Power Automate, a cloud-based automation tool, empowers users to streamline their workflows and processes. Among its array of controls, the “Apply to each” control stands out as a versatile tool for looping through sets of records.
By default, the “Apply to each” loops execute sequentially, potentially leading to extended execution times when dealing with large datasets. To address this issue, we can leverage Concurrency Control, which allows us to customize the degree of parallelism, thus optimizing the execution process.
- Basic knowledge of Power Automate
- Familiarity with list management in SharePoint
- A Microsoft Power Automate license-enabled account
Consider a scenario where we need to update items in a SharePoint list called ‘List 2’ by iterating through another SharePoint list named ‘List 1,’ containing approximately 150 items. We’ll create a straightforward Power Automate scheduler flow to retrieve items from ‘List 1’ and update the corresponding entries in ‘List 2.’

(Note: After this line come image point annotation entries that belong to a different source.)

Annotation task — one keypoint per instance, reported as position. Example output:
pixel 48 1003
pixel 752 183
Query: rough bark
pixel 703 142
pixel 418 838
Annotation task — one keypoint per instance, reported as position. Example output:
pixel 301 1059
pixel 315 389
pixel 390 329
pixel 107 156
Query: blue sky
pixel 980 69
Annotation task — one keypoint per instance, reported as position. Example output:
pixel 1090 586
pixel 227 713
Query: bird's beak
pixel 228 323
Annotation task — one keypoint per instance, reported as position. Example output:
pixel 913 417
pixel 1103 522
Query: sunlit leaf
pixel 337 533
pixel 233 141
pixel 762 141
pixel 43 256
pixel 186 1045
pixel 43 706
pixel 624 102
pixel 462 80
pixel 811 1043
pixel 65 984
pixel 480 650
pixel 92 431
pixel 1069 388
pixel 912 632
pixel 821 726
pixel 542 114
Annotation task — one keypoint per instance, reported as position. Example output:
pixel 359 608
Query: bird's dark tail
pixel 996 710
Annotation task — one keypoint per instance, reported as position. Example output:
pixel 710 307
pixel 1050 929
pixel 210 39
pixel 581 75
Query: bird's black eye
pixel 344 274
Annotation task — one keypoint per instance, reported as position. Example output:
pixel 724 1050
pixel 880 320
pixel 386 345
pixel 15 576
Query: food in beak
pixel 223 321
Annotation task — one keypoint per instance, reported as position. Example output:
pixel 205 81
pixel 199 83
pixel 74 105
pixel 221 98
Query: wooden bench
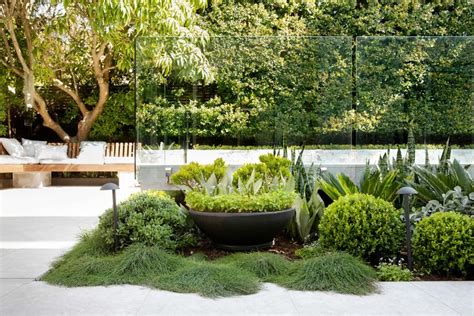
pixel 37 175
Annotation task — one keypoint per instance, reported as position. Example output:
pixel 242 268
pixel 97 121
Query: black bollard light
pixel 407 192
pixel 112 187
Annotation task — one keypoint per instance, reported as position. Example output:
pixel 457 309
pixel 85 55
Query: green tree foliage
pixel 375 85
pixel 68 43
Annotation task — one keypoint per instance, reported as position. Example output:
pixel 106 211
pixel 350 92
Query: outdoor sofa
pixel 32 162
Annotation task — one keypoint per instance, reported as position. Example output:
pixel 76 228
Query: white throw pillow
pixel 31 145
pixel 92 152
pixel 13 147
pixel 51 152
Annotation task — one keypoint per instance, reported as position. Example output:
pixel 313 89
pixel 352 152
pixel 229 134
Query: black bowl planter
pixel 242 231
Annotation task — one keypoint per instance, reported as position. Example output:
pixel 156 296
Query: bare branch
pixel 75 96
pixel 7 45
pixel 27 32
pixel 16 45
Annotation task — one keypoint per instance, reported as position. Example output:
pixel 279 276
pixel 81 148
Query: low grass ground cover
pixel 89 264
pixel 338 272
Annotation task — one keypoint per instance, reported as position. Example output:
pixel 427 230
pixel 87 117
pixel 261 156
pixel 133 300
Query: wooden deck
pixel 17 168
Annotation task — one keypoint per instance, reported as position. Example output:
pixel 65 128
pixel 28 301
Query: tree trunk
pixel 85 125
pixel 48 122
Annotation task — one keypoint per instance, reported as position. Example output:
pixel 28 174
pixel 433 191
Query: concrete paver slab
pixel 39 298
pixel 58 201
pixel 21 229
pixel 8 285
pixel 393 298
pixel 27 263
pixel 459 296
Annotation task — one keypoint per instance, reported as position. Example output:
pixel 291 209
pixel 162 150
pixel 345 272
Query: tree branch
pixel 16 45
pixel 28 37
pixel 13 68
pixel 75 96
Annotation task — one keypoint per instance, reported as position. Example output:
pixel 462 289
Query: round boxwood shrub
pixel 362 225
pixel 151 218
pixel 443 244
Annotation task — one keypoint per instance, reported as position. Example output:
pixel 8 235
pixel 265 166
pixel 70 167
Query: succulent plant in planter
pixel 245 215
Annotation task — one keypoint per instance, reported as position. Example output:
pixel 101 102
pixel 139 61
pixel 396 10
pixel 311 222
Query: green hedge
pixel 362 225
pixel 444 244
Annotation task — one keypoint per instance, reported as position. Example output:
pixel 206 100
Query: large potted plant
pixel 241 213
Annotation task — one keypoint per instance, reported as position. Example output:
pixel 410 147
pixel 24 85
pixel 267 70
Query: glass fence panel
pixel 348 101
pixel 416 90
pixel 237 98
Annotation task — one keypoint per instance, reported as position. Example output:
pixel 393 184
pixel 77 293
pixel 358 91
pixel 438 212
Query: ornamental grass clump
pixel 444 244
pixel 364 226
pixel 209 280
pixel 263 265
pixel 338 272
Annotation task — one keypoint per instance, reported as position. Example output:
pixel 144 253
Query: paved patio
pixel 38 225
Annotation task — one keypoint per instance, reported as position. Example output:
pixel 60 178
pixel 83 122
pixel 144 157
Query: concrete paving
pixel 38 225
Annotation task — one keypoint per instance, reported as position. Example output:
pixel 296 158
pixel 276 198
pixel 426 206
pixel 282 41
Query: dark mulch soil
pixel 282 245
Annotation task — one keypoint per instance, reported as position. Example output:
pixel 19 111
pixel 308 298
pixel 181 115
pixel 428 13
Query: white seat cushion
pixel 13 147
pixel 31 146
pixel 10 160
pixel 44 152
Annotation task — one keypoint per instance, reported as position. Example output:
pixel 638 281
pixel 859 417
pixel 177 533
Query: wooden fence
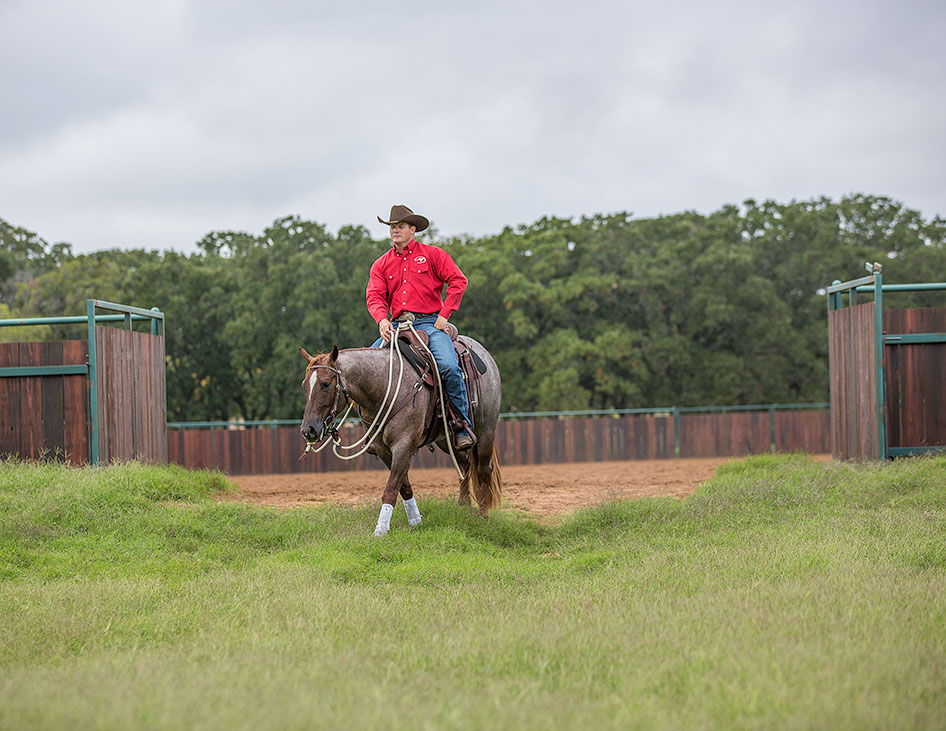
pixel 915 379
pixel 45 415
pixel 277 449
pixel 94 401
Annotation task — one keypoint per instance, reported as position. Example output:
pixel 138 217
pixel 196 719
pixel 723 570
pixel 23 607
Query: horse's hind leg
pixel 487 485
pixel 410 505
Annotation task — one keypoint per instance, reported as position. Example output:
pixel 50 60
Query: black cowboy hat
pixel 403 214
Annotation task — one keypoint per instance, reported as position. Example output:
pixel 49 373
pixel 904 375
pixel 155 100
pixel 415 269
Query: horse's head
pixel 324 393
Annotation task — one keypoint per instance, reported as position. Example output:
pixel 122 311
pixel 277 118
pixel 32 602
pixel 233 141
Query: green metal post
pixel 93 388
pixel 676 431
pixel 772 428
pixel 879 362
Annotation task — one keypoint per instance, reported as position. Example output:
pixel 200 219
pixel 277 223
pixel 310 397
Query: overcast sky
pixel 127 124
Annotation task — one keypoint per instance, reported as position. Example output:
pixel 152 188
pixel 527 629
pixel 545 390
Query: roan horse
pixel 370 377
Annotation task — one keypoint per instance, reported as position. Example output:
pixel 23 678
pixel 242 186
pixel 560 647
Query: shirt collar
pixel 408 250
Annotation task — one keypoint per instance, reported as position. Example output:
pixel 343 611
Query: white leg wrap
pixel 413 514
pixel 384 520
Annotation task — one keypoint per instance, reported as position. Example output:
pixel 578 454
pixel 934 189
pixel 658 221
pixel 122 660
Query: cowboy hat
pixel 403 214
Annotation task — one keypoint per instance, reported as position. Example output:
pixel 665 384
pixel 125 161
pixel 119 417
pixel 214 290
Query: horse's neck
pixel 365 371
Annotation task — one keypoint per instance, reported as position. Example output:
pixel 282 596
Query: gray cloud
pixel 149 124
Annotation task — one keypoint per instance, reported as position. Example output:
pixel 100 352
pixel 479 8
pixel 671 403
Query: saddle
pixel 413 345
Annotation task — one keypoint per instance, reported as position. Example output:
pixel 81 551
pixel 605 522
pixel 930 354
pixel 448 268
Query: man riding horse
pixel 406 282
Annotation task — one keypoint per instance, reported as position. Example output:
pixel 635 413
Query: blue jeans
pixel 446 357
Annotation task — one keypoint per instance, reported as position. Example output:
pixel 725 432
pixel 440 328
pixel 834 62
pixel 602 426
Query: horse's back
pixel 490 383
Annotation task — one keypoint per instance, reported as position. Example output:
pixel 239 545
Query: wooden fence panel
pixel 261 450
pixel 132 404
pixel 851 354
pixel 44 416
pixel 915 380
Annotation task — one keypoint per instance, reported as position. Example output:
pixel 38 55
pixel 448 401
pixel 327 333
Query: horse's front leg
pixel 410 505
pixel 400 464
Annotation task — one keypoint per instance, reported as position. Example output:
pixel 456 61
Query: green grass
pixel 784 593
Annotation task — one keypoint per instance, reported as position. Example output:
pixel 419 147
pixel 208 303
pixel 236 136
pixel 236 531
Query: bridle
pixel 340 391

Running the Flow without Concurrency:
Running the flow without enabling concurrency control takes approximately 1 minute and 28 seconds to sequentially process all items in ‘List 1.’
Enabling Concurrency Control for a Loop:
To enable concurrency, follow these steps:
- Click the three dots in the “Apply to each” control.
- Select “Settings.”
- By default, the Concurrency Control will be turned off. Toggle it on.
- You’ll see a slider to adjust the degree of parallelism, with a default limit of 1 and a range of 1 to 50.
- Set the degree of parallelism to 25, allowing multiple loops to be processed simultaneously in batches, effectively reducing the execution time of the flow.
Running the Flow with Concurrency:
After enabling concurrency, the execution time is dramatically reduced from 1.5 minutes to a mere 8 seconds.
Note: Concurrency control may not be suitable if the loop must adhere to a specific order.
Enabling concurrency control in Power Automate significantly improves the execution time of loops, making it a valuable feature for processing large datasets efficiently. This optimization can save time and enhance the overall performance of your automated workflows.